Mocht door het voeren van een gesprek over de signalen de veiligheid van een van de betrokkenen in het geding kunnen komen, dan kunnen we besluiten onze vermoedens nog niet met de cliënt te bespreken. Denk daarbij aan de mogelijkheid dat de dader zich afreageert op het slachtoffer of dat de cliënt de contacten met ons zal verbreken, waardoor we hem/haar uit het zicht verliezen. Het kan ook zijn dat een cliënt te jong is, waardoor een dergelijk gesprek te belastend is. Ook hierover overleggen we indien nodig met Veilig Thuis.
Bij het voeren van een gesprek met een kind alleen, geldt als uitgangspunt dat de ouders hierover vooraf worden geïnformeerd, behalve wanneer we vermoeden dat de veiligheid van het kind daarmee in gevaar komt.
Als we op basis van de signalen een ernstig misdrijf vermoeden, zullen we de te zetten stappen afstemmen met de interventies van de politie, al dan niet via het Veilig Thuis. Gesprekken met slachtoffer en getuige kunnen het leveren van bewijs in de strafzaak namelijk belemmeren.
- Stap 4 – het wegen van het geweld of de kindermishandeling
Na de beschrijving van de signalen, de uitkomsten van het gesprek en het advies van deskundigen, wegen we de verkregen informatie. We doen dat met een inschatting van het risico op huiselijk geweld of kindermishandeling en de aard en ernst ervan. Veilig Thuis kan ons hierbij helpen. Bij twijfel over het risico, de aard en de ernst van het geweld / de mishandeling raadplegen we altijd Veilig Thuis; zij helpen ons bepalen of het verstandig is zelf hulp te organiseren of een melding te doen.
Wij kunnen als vrijgevestigd psycholoog/psychotherapeut informatie inwinnen bij de huisarts.
- Stap 5 – het nemen van een beslissing: hulp organiseren of melden We komen op basis van alle informatie tot een besluit:
➢ We organiseren al dan niet zelf hulp, of
➢ We melden onze vermoedens al dan niet bij Veilig Thuis.

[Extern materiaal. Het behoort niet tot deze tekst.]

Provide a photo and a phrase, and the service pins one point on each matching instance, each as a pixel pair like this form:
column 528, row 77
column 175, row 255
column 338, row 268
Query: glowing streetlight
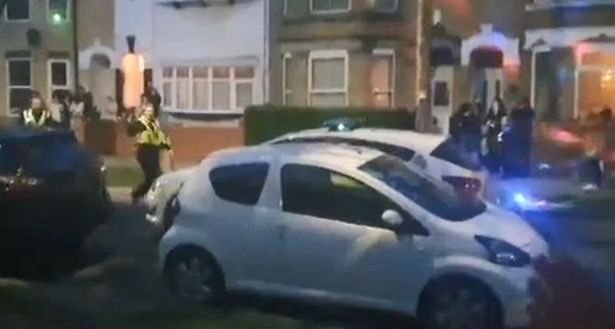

Het gaat er bij deze afweging om of we zelf, gelet op onze competenties, verantwoordelijkheden en professionele grenzen, in voldoende mate effectieve hulp kunnen bieden of organiseren. In alle gevallen waarin dit niet of maar gedeeltelijk het geval is, kunnen we overwegen een melding te doen.
Als we ons daarentegen capabel achten waar nodig zelf hulp te kunnen organiseren, dan kunnen we alsnog een melding doen als het geweld niet te stoppen blijkt of opnieuw oplaait.